Une Aide du Ciel inimaginable fut accordée aux Sages qui traduisirent la Thora. Leurs esprits se réunirent en un seul de manière à ce qu’ils parvinrent à produire une seule et même traduction. De cette manière les sages grecs ne purent avoir aucune récrimination à leur encontre. Ils ne purent non plus s’en prendre à eux pour de quelconques divergences puisqu’il n’en existait aucune !!
Les sages traduisirent la Thora en y apportant quelques légères modifications et celles-ci se retrouvèrent min Hachamayim dans les 72 versions différentes. Par exemple : ils écrivirent Elokim bara béréchit au lieu de Béréchit bara Elokim pour que les goyim ne puissent prétendre que Béréchit est le nom de D ieu et que c’est lui qui créa Elokim has véchalom – de même, ils écrivirent ‘E’essei adam bétselem oubidmout’ à la place de ‘Naassei adam’ pour que les goyim ne prétendent pas que Hakadoch Baroukh Hou avait des associés dans la création du monde.
Malgré tout, nos Sages, perçurent un grand malheur dans la traduction de la Thora en grec. Il s’exprimèrent avec force à ce sujet en ces termes : « Ce jour fut aussi dur pour Israel que celui de la confection du veau d’or ». Ce jour du 8 Tevet où s’acheva la traduction, fut fixé comme jour de jeûne comme il est rapporté dans la « Méguilat Taanit ». Dans cette Méguila sont inscrites toutes les dates où Israel bénéficia de miracles, et également tous les malheurs et différentes destructions. Au cours des générations Israel fut affligé de malheurs et souffrit à cause de cette traduction et ses conséquences.
Cette traduction est comparée à la fabrication du veau d’or !! Certes, il est possible de comprendre les désastres qui ont pu émerger de cette traduction déformée, imprécise de notre Thora Hakédocha. Malgré tout, elle se fit sous Inspiration Divine puisque les 72 Zékénim qui la réalisèrent le firent selon un seul et même esprit et cela sans concertation préalable aucune.
Comment comprendre ? Pourquoi considérer cette chose comme un désastre ? On pourrait penser au contraire, qu’il s’agit là, d’un prodigieux Kidouch Hachem ! La parfaite intégrité des esprits des Zékénim qui se rassemblèrent en un seul sans que qu’aucun ne connaisse la traduction de l’autre semble le prouver !!
En réalité, il nous est possible de comprendre la faille qui accompagne toute traduction, la plus précise soit-elle. Cette traduction est aussitôt frappée de manque dès lors qu’elle est détachée de sa source d’eau vive qui s’exprime dans la Thora d’Hachem à travers son lachon hakodech et qui nous a été livré au Sinai par le Maître du monde.
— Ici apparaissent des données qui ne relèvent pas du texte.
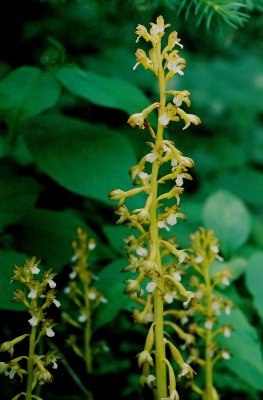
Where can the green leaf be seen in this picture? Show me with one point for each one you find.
(102, 90)
(18, 193)
(8, 259)
(27, 91)
(237, 265)
(245, 183)
(85, 159)
(48, 234)
(226, 214)
(244, 345)
(115, 236)
(254, 278)
(111, 286)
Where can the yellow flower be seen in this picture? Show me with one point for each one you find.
(141, 31)
(141, 58)
(188, 118)
(157, 30)
(138, 118)
(180, 97)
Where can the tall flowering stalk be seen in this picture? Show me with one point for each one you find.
(85, 299)
(154, 258)
(37, 295)
(206, 311)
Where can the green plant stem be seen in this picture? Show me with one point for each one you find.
(11, 137)
(87, 336)
(208, 393)
(87, 333)
(161, 378)
(30, 363)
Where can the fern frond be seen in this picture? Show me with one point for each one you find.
(234, 13)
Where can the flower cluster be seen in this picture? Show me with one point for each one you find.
(208, 307)
(37, 295)
(84, 296)
(154, 256)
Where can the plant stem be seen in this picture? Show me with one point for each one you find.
(208, 393)
(30, 363)
(87, 333)
(161, 378)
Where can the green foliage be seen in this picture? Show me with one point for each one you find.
(228, 217)
(25, 92)
(231, 12)
(66, 90)
(245, 345)
(100, 90)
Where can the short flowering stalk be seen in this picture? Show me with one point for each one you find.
(84, 296)
(37, 294)
(205, 253)
(149, 250)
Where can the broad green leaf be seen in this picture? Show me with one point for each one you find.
(226, 214)
(27, 91)
(116, 235)
(8, 259)
(85, 159)
(48, 234)
(245, 183)
(257, 231)
(254, 279)
(237, 266)
(245, 349)
(111, 286)
(102, 90)
(18, 193)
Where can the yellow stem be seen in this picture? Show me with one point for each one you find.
(30, 363)
(161, 376)
(208, 393)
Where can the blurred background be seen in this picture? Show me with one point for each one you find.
(67, 88)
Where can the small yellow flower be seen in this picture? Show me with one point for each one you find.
(138, 118)
(188, 118)
(141, 31)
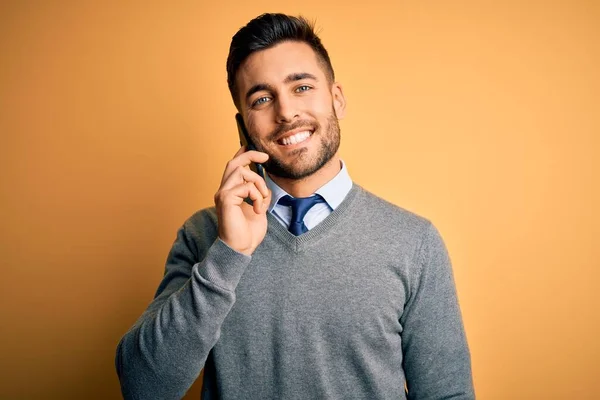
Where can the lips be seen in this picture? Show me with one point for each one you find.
(295, 136)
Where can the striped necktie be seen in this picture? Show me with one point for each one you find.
(300, 207)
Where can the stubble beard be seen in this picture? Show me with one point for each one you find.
(330, 143)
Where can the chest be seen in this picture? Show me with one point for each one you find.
(345, 295)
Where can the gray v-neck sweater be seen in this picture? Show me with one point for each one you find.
(353, 309)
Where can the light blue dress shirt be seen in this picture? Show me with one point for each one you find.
(334, 192)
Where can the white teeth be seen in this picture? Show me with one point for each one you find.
(297, 138)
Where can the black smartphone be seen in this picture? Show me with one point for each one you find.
(245, 141)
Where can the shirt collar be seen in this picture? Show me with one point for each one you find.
(334, 191)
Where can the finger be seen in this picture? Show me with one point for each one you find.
(240, 151)
(236, 195)
(244, 159)
(242, 174)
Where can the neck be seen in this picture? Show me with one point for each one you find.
(307, 186)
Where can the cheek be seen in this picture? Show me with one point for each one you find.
(259, 125)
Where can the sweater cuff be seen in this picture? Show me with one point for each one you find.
(223, 266)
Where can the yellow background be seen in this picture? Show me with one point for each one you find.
(116, 123)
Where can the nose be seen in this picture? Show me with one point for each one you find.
(286, 110)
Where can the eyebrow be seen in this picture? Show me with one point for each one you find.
(289, 79)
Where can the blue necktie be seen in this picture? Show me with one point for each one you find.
(300, 207)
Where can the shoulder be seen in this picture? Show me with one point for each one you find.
(386, 213)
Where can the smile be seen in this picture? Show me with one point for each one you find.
(295, 138)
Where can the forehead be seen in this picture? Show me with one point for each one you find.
(273, 65)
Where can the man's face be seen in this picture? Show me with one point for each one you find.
(290, 108)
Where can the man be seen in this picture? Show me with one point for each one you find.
(314, 289)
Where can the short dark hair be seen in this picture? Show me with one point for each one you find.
(266, 31)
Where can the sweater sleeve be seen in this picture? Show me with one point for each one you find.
(162, 355)
(436, 361)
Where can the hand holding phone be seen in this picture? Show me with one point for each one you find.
(247, 142)
(242, 226)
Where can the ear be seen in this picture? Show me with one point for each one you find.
(339, 101)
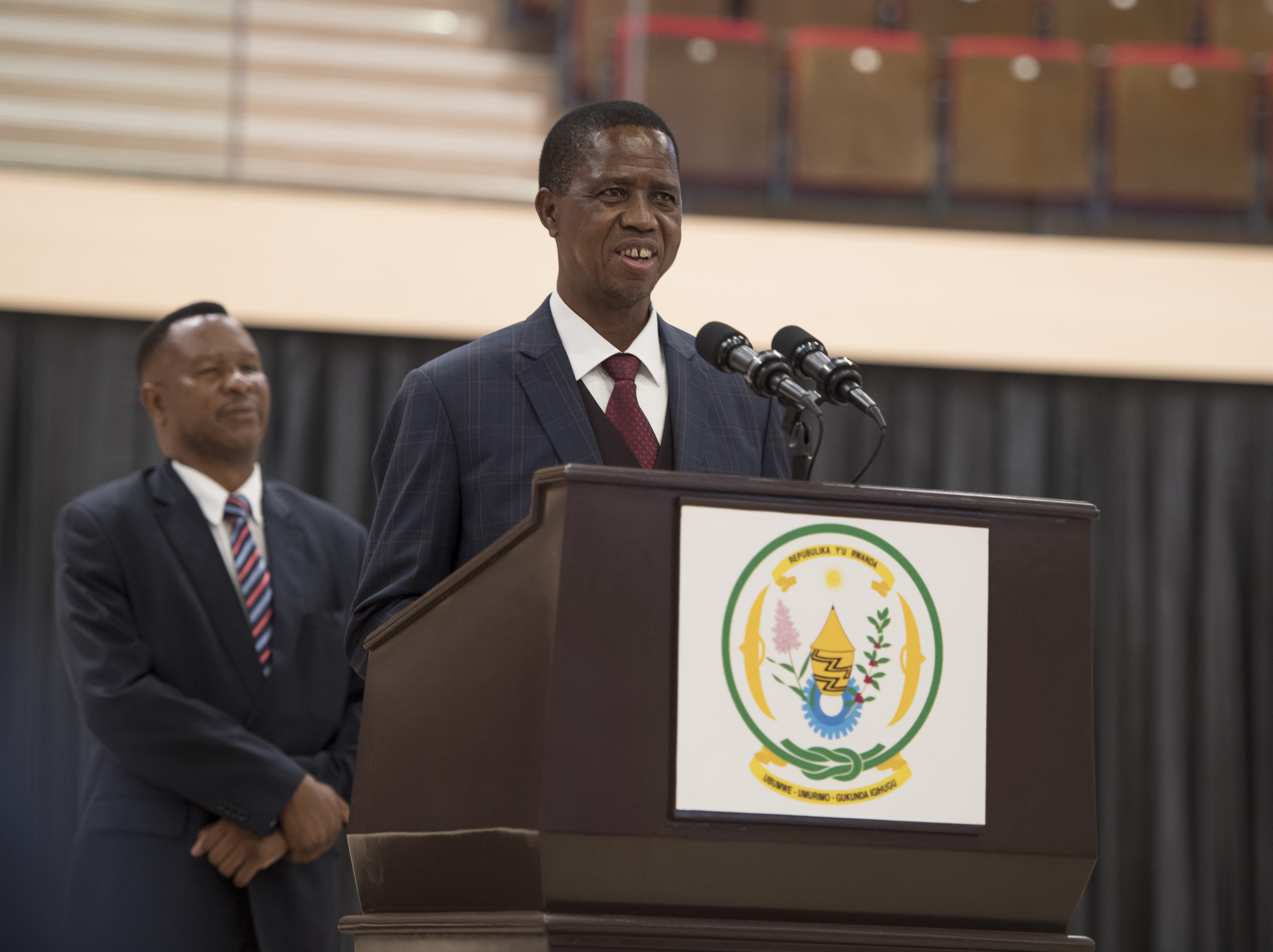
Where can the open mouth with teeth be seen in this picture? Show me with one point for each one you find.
(638, 258)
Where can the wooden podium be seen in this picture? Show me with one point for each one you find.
(516, 774)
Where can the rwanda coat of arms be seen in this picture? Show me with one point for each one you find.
(832, 650)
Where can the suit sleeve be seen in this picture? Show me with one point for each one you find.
(334, 764)
(775, 460)
(417, 524)
(160, 734)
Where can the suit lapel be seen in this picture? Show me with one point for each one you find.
(549, 384)
(184, 525)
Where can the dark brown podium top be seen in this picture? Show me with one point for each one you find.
(500, 769)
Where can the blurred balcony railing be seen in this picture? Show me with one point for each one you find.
(384, 96)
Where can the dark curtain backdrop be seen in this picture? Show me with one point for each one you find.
(1183, 474)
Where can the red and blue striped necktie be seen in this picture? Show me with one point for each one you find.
(254, 578)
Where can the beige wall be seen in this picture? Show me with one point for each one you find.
(385, 265)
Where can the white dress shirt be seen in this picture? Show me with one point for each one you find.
(587, 349)
(212, 498)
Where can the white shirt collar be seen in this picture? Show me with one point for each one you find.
(212, 496)
(586, 349)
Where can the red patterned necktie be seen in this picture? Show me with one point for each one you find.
(254, 578)
(626, 413)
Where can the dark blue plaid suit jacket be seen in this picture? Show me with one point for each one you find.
(468, 432)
Malgré cela, ce n’est pas suffisant comme explication pour nous conduire à comparer cette traduction à la faute du veau d’or. Comment comparer la traduction de la Thora à cet obstacle inattendu qui a désactivé l’élévation extraordinaire d’Israel au moment du maamad Har Sinaï ?
Au moment de Matan Thora, Israel a atteint le niveau prodigieux de Adam avant la faute originelle. En revanche, la faute du veau d’or a ramené le peuple juif à une vie frappée par la mort et les souffrances. Cet échec a effacé d’un revers de main, cette élévation suprême du maamad du don de la Thora.
Pour expliquer, il nous appartient d’apporter un regard plus profond à l’essence de notre Thora Hakédocha
Nos Sages nous enseignent : « si un homme te dit qu’il existe une sagesse chez les goyim, tu peux le croire, s’il te dit qu’il y a une Thora chez les goyim, ne le crois pas » (midrach raba eikha 2,17).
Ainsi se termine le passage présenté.